Bobby Moore (1941 – 1993)

Bobby MooreFor the English football fan no image is more iconic than that of England football team captain, Bobby Moore on the shoulders of his teammates holding the World Cup aloft in front of a packed Wembley stadium in the summer of 1966. While the image represents the apogee of the England team’s success, it is also a symbol of the last hurrah of Great Britain in the year following Churchill’s death, and at the height of the swinging Sixties; Moores image with the cup marked the end of Great Britain and the beginning of the United Kingdom as a dwindling world power.

Bobby Moore was good old-fashioned footballer born and raised in Barking, East London, and signing up for his local team, West Ham United, when he was a snip of a lad at 16-years-old. More of a grafter than a skilful player, Moore’s starting wage was £7.00 a week; a lot of money then but still a drop in the ocean compared to players today.

West Ham legend Malcolm Allison took the young Moore under his wing, and saw in him the realisation that he had a lot to learn but was willing to give it his all in order to achieve at the Boleyn Ground. During impromptu coaching sessions in cafes and during the drive home from the ground, Allison would talk tactics with Moore and it was here that he imparted what was to become the cornerstone of Moore’s game:

"Always keep a picture in your mind where everyone is, that way when you get the ball you don't have to think what to do with it."

Not long after he turned 17, the young Moore signed his first real professional contract at £12.00 per week. Not long after Moore got his first crack at first team football, ironically taking the place of his mentor, Allison, who had been out with illness.

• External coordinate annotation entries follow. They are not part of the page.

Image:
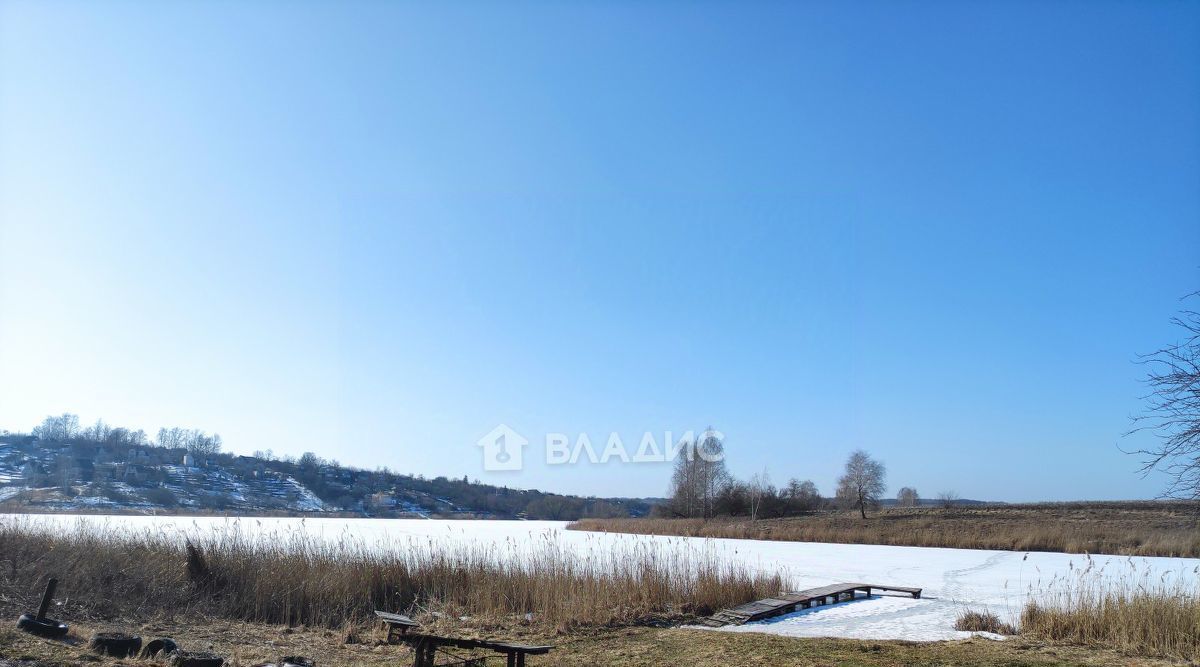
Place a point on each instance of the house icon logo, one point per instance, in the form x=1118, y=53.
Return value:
x=503, y=449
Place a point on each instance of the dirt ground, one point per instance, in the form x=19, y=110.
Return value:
x=249, y=644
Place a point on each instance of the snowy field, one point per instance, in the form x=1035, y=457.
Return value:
x=952, y=578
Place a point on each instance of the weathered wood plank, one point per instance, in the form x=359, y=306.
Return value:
x=789, y=602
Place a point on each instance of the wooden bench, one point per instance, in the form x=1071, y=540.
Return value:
x=425, y=648
x=397, y=624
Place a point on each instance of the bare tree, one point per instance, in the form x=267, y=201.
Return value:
x=802, y=497
x=759, y=490
x=863, y=482
x=948, y=498
x=59, y=428
x=907, y=497
x=699, y=476
x=1173, y=410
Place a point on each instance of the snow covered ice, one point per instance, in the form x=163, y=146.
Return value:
x=953, y=580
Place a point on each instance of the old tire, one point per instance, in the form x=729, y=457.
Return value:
x=117, y=644
x=46, y=628
x=195, y=659
x=163, y=647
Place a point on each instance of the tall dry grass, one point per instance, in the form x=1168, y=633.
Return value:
x=1134, y=613
x=299, y=578
x=1071, y=530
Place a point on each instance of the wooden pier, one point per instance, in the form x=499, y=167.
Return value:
x=790, y=602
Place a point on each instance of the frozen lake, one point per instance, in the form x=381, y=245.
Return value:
x=952, y=578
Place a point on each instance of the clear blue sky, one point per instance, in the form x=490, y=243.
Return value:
x=936, y=230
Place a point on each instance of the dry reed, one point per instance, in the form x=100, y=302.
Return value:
x=1123, y=530
x=1135, y=613
x=298, y=578
x=971, y=620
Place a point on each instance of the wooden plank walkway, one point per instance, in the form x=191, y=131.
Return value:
x=790, y=602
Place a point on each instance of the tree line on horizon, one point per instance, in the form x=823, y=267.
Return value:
x=702, y=487
x=341, y=487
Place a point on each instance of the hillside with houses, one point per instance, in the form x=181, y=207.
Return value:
x=61, y=468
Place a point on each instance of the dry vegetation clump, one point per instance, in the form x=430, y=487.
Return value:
x=300, y=578
x=1169, y=529
x=971, y=620
x=1137, y=614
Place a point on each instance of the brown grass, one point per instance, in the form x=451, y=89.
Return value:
x=300, y=580
x=1137, y=614
x=249, y=644
x=1110, y=528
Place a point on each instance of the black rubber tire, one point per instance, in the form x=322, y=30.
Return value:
x=195, y=659
x=46, y=628
x=117, y=644
x=162, y=647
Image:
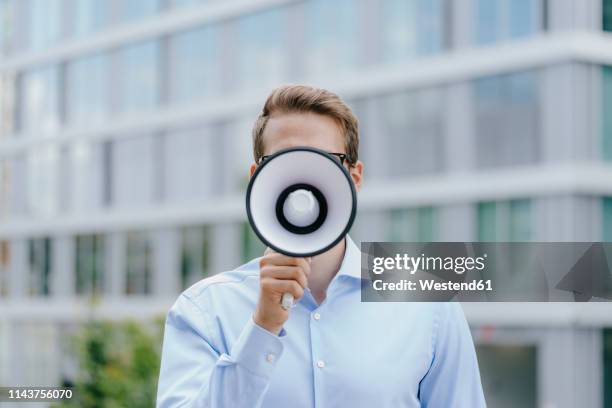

Bobby Moore made his professional first-team debut in 1958 against Manchester United, who the Hammers beat 3-2, in an unspectacular game that belied the scoreline. In his next game West Ham were soundly thrashed 4-0 by Nottingham Forest. Moore spent most of the rest of the season on the bench.
Moore continued to work hard and eventually forged a place for himself in the West Ham and England teams, the spine of the latter made up of Hammers players. Before raising the World Cup at Wembley in 1966, Moore lifted two other trophies at Wembley – the 1964 FA Cup, and the 1965 European Cup Winners Cup. The scene was set.

Moore almost didn’t make it to the World Cup in 1966, with the elapsing of his contract with West Ham making him temporarily ineligible to play. Moore and West Ham argued about £10.00, until the England captain got what he wanted – fair treatment – and signed.

The World Cup started badly for England with a 0-0 draw against a Paraguay side that stifled the game with heavy defending. The next game against Mexico went England’s way with Bobby Charlton and Roger Hunt supplying the goals in 2-0 win. After overcoming a belligerent Argentina, and then a Portugal side buoyed by the great Eusebio, England found themselves in the World Cup final and on the verge of making history.

The 1966 saw England face Germany, and in an action packed match that went into extra time, Moore led England to a famous 4-2 victory – to this day the only tournament England have won. Moore received the coveted BBC Sport Personality of the Year Award, and was also honoured in the New Year honours list being awarded the Order of the British Empire.

Moore played his last game for West Ham in 1974, before moving onto Fulham where he saw out his last days in the English game; playing his final game for the West London club in 1977. Moore then crossed the pond to play for San Antonio Thunder, and the Seattle Sounders in the USA. He retired in 1978. There were brief and unsuccessful forays into management at Eastern AA in Hong Kong, Oxford City, and Southend United.

In 1991 Bobby Moore was diagnosed with colon cancer, and with characteristic fortitude he battled the disease until in February 1993 it claimed his life. He was 51.The legend of Bobby Moore lives on in the hearts and minds of English football fans who hark back to a halcyon age for English football and the UK as a whole.